A Comprehensive, Chronological Medical Summary Format
By Law Vendors staff
The objective of a medical summary is to tell the story that lies within a patient's medical records. That requires creating a concise, well-written narrative.
Unfortunately, too many medical summaries consist of a separate summary for each set of records. While it may seem natural to work this way, dividing the summary into multiple documents isolates each set of records from the broader context of the case’s full medical story.
What is needed is a single document - a comprehensive, chronological summary of all the records. But how do you do that when you're summarizing records one set at a time, with records that may come in weeks or months apart? And how do you keep it clear which entry came from which set of records?
Here is a summary format that solves those problems. It allows you to construct a complete chronological summary of all bills and records, build a list of all persons who have provided treatment, add records to the summary as they come in, and keep track of the origin of each individual entry - all in one document. Every attorney I've ever worked with likes this layout. I've used it for years and have found it extremely flexible and easy to use, even in cases with hundreds or thousands of pages of records.
Click here to see an example summary.
Section 1 - Bills
The first section is for medical bills. Under each provider, list the date of service, a very brief description of services provided (if shown in the bills), the total billed, and the total after any adjustments (insurance reductions or write-offs). For bills that show only charges and no payments or adjustments, leave the fourth column blank. I put the bill entries in a smaller point size, in this case twelve-point for the name of the provider and nine-point for the bill entries. Put an extra return between providers, and the grand total at the bottom.
Section 2 - Physicians
As you go through the records, list the name of each person who provided any treatment, from paramedics to ER doctors and nurses to primary physicians and physician assistants to surgeons to therapists. In parenthesis is the name of the facility where they work. This list will come in handy for supplementing disclosure responses.
Section 3 - Records
List each set of records you summarize and assign a number to each set. If you get multiple sets from the same provider, give each set its own number. I simply number them in the order I summarize them. This list is going to provide you with a key to keeping track of where you found each entry in your summary, allowing you later to find an individual page in the mass of records.
Section 4 - The Summary
Here's where you create a complete chronological summary, weaving together records from different providers. You'll need four columns:
Date - the date of treatment.
Source - identifies where in the records you found this information. For example: "4-33." In this example, "4" refers to the number assigned to this set in the list of records, Southwest Therapy. "33" refers to the page number in Southwest Therapy's records where this was found. This way, months after you wrote the summary, you can go find a specific page. In cases where there are no page numbers, the entry would simply be the number of the set of records.

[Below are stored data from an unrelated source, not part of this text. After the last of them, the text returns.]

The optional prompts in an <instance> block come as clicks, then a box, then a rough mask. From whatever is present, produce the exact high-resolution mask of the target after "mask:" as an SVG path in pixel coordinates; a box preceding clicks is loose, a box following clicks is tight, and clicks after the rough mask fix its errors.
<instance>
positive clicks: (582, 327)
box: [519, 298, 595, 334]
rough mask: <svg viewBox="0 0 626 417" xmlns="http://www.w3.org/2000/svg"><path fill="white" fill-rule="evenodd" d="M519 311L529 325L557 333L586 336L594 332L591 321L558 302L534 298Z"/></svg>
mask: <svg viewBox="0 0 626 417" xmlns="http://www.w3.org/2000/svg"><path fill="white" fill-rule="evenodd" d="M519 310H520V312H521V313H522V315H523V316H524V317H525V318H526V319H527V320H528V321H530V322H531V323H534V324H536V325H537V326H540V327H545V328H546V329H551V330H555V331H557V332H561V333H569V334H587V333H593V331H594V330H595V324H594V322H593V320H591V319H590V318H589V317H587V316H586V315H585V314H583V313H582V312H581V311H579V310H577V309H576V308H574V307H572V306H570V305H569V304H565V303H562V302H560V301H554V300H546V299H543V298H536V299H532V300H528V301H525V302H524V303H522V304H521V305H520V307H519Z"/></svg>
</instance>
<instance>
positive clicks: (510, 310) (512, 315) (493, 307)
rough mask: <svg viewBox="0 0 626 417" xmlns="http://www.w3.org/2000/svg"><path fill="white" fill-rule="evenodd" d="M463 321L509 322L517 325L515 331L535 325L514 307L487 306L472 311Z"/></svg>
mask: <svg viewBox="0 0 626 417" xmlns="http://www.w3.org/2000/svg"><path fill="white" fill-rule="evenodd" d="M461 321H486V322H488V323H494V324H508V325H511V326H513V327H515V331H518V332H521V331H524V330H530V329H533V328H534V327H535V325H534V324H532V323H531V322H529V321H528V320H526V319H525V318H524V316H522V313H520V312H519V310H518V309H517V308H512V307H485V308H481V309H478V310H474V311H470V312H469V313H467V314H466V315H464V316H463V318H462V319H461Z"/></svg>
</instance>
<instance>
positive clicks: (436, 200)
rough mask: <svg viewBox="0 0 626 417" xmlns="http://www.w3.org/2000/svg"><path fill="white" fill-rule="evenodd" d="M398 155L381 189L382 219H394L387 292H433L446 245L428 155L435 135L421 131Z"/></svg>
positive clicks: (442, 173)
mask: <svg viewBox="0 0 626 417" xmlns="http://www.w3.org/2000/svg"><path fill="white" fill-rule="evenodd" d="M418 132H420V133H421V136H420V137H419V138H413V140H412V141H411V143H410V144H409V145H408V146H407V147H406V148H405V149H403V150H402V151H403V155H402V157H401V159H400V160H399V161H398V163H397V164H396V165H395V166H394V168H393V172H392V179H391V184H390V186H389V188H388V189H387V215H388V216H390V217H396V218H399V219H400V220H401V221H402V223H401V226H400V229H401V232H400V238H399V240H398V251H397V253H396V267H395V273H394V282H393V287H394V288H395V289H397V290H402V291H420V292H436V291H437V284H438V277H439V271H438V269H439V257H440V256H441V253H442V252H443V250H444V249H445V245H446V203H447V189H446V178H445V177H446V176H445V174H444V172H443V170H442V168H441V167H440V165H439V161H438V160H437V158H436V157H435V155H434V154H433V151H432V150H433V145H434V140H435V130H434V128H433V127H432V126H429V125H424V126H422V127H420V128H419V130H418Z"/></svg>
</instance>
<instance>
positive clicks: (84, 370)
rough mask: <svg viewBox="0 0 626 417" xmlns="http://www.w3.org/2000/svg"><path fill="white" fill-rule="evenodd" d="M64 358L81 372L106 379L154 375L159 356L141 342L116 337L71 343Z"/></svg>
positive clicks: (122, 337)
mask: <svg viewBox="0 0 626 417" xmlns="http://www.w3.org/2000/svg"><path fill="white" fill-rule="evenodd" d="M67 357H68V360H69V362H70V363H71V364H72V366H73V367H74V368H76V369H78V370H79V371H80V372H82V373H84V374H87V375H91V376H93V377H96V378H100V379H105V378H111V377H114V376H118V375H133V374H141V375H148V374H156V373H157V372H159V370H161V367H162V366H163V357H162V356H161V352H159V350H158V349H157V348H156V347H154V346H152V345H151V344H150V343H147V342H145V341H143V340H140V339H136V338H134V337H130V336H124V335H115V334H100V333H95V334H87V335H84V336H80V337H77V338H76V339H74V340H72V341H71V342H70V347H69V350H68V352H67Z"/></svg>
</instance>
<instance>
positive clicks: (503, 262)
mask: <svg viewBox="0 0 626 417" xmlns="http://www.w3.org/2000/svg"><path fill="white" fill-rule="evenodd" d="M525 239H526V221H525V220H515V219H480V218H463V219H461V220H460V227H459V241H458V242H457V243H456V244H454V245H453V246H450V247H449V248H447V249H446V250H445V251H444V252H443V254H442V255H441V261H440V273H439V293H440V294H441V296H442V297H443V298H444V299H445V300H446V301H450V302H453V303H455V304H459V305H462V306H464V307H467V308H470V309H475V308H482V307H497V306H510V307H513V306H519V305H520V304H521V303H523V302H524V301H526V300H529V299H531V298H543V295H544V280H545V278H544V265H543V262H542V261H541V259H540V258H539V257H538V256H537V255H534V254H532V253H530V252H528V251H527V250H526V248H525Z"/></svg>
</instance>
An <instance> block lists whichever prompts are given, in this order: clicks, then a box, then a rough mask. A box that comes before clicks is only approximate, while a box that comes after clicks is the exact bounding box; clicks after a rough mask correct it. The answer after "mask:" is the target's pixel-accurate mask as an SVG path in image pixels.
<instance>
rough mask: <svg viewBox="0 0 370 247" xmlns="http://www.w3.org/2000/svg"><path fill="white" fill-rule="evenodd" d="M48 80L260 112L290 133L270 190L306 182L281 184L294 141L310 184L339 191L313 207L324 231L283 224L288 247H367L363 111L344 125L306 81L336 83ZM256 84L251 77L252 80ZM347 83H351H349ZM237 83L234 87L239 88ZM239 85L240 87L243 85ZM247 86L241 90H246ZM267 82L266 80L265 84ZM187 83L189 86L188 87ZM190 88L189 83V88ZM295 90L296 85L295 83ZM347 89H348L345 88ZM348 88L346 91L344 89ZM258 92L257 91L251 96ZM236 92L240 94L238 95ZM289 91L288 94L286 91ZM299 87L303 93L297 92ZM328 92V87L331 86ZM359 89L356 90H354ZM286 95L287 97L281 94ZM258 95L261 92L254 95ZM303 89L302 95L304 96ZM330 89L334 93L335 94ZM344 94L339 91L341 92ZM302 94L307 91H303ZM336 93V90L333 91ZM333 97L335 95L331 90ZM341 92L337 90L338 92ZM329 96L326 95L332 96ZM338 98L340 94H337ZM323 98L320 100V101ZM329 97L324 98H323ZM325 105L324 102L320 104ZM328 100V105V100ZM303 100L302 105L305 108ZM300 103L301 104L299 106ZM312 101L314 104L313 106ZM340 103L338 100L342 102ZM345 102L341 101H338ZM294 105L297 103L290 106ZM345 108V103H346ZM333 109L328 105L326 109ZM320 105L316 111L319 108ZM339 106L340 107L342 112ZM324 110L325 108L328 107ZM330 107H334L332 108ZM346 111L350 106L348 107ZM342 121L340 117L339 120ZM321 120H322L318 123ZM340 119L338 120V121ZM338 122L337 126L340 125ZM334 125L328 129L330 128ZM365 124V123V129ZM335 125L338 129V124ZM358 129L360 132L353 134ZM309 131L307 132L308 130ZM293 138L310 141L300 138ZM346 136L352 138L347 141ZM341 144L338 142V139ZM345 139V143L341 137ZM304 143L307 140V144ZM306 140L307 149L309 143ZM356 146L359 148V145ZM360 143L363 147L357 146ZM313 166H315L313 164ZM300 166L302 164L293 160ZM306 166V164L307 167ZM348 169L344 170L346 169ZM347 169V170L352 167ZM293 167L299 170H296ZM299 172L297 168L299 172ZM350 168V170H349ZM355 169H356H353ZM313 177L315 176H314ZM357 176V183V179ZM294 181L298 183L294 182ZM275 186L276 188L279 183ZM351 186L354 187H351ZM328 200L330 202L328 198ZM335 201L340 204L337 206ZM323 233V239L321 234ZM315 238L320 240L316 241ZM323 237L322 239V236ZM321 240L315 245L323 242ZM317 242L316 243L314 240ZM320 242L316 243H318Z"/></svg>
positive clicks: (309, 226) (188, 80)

Physician - identifies the individual who performed this treatment or recorded this note, whether it was a doctor, nurse, paramedic, tech, or whatever.
Description - paraphrase the information from the records. I like to start each entry with one or two words, like "Surgery" or "PT" or "Follow-up." This column is formatted with a hanging return that will automatically keep all of your description in this column.

As new records come in, simply identify the date of treatment for a new entry, find that date in your summary, then insert the new record into chronological order.
In the example, when the records from Joe Smith came in I added Joe Smith, M.D. to my list of records. His was the third set that arrived at my office, so these become No. 3 in my list. On page 9 of Smith’s records is a report on surgery performed on May 24, 2007. I located where, chronologically, in the summary this entry should go. There is an entry dated 5/23/07, so the 5/24/07 surgery goes after that. Type in a couple of returns from the end of the 5/23/07 entry and start summarizing. Put the date in Column 1. Tab to Column 2 and note where in the records this information can be found: 3-9, the third set of records, page 9. Tab to Column 3 and type in the name of the doctor performing the surgery. Tab again and briefly summarize the doctor’s report.
This format makes it easy to summarize medical treatment from before the date of injury, resulting in not just a history of the treatment for the injury in question, but a more complete medical history.